Goofy and SW great posts. It is become very clear that some on this site will support the DWR no matter what. That will not fix the problem. They have to do a better job than they have done in the past. I have worked for two very successful companies over the past 20 yrs. Had my performance or others around me mimicked the UDWR I would have not kept my job. That is a fact!!!! I do not support the idea of the DWR being taken over by a private company, but I will say this. It would be run much much different if it was.
I truly believe some of the support on this site for the division is more emotional and personal ties than fact or scienicic based. You'll never change some minds regardless of the facts.


----------



## bullsnot (Aug 10, 2010)

swbuckmaster said:


> What's sad is a company that brings in 70 million can't do its job with 400 employees.
> 
> Sounds like the typical government never enough money, tax tax tax.


Don't forget about the fleet of vehicles, flights, and these items that cost money:

From the divisions director letter to deer hunters

1.*Habitat* - In the last five years, the Division, along with its many partners, has improved mule deer habitat on more than 600,000 acres at a cost of more than $70 million. Our deer management plan has an objective to improve another 500,000 acres of habitat in the next five years.
2.*Predators* - In the last five years, the Division has provided almost $3 million to Wildlife Services to control coyotes in areas that are important to our deer populations. Last year alone, Wildlife Services killed more than 1,700 coyotes in critical deer habitat areas with funding and guidance provided by the Division. The Division would like to expand our predator control efforts if we can obtain new funding.
3.*Highway Mortality* - Deer-auto collisions are responsible for the death of thousands of deer annually. In the past five years, UDOT has spent more than $45 million on fencing and highway bypass structures around the state for both mule deer and elk. The Division is also providing funding to Utah State University for a study to further identify the most effective types of highway bypass structures for both deer and elk.
4.*Poaching* - The Division has stepped up our law enforcement efforts and put more resources into catching poachers who steal many deer from Utah sportsmen each year. 5.Disease - The Division has expended more than $1 million in the last five years in the surveillance and research of chronic wasting disease and other diseases that affect mule deer.
6.*Research* - The Division has initiated numerous research projects in recent years to better understand the factors that are negatively affecting our mule deer populations. Last winter, the Division embarked on an extensive statewide radio telemetry study to better understand over-winter survival of both does and fawns. Hundreds of deer will be collared over the next few years-at an expense of more than $1 million-in order to gain better information about deer survival rates. The Division is also planning a comprehensive productivity study that will focus on the impacts of predators on mule deer fawns.
7.*Emergency Feeding* - The Division has an emergency winter feeding policy for deer should unusually severe conditions arise that warrant supplemental feeding. Even though feeding deer is both expensive and labor intensive, the Division has resources set aside for emergency situations. In 2008, the Division, in concert with several sportsman organizations, fed more than 14,000 deer in the Northern Region at a cost of more than $228,000.


----------



## bullsnot (Aug 10, 2010)

Muley73 said:


> Goofy and SW great posts. It is become very clear that some on this site will support the DWR no matter what.

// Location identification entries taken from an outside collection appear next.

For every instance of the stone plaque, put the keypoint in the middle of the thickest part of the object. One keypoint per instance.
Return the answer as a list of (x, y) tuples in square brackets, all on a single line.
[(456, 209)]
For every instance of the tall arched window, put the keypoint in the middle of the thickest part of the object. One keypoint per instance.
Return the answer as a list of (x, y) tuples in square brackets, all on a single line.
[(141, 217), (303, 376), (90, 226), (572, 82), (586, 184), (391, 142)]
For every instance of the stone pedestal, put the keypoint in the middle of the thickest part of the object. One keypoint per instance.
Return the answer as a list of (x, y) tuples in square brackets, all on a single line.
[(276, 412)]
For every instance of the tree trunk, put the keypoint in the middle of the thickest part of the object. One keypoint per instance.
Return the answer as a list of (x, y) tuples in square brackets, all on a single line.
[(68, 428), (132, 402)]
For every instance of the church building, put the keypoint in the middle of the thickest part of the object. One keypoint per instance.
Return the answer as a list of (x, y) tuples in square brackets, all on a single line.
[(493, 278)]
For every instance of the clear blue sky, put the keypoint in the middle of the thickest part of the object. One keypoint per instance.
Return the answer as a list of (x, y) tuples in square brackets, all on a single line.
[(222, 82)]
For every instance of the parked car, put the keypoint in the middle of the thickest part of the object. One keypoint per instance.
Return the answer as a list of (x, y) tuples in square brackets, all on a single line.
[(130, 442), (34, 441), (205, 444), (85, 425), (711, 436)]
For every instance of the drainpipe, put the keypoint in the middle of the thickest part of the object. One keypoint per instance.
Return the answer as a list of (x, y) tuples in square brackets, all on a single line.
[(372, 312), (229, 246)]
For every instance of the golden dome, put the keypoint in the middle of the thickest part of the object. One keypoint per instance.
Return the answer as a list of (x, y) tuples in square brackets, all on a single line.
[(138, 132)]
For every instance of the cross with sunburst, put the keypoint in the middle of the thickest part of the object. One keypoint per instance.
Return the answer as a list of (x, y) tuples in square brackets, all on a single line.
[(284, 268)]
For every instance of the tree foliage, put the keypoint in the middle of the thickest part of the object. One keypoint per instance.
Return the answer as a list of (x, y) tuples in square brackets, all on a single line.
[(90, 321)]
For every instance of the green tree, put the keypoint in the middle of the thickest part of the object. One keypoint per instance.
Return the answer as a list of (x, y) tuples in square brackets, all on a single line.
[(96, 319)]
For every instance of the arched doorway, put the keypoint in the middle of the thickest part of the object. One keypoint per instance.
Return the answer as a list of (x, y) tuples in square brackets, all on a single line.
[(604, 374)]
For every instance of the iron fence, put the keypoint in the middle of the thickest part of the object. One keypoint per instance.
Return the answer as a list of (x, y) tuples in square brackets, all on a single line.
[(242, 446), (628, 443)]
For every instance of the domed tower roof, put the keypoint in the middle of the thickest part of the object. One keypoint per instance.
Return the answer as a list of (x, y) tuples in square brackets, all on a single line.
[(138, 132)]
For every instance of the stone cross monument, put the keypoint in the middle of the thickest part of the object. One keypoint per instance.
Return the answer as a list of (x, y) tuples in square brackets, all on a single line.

Not true at all. But I would challenge you to spend some time with them and talk to them with an open mind. You might surprise yourself at what you see if you really understood what they do and HOW MUCH they are really doing.

I thought I knew better than them....I spent time on ride alongs and going over numbers and methods with them to find ways I could tell them how to do it better. I had to swallow my ego and realize I wasn't as smart as I thought I was. I have to really laugh at myself looking back on it all.



Muley73 said:


> Had my performance or others around me mimicked the UDWR I would have not kept my job. That is a fact!!!! I do not support the idea of the DWR being taken over by a private company, but I will say this. It would be run much much different if it was.


This intrigues me and I think is a very valid topic for discussion. I have to be honest if I had to "grade" the division for performance over the last 20 years I'm not sure what grade I'd give them right now. BUT I will say this bear, elk, turkey, sheep, and goats have all been success stories. It's CLEAR as a bell that they are doing something right and granted to give credit where it's due conservation dollars have helped.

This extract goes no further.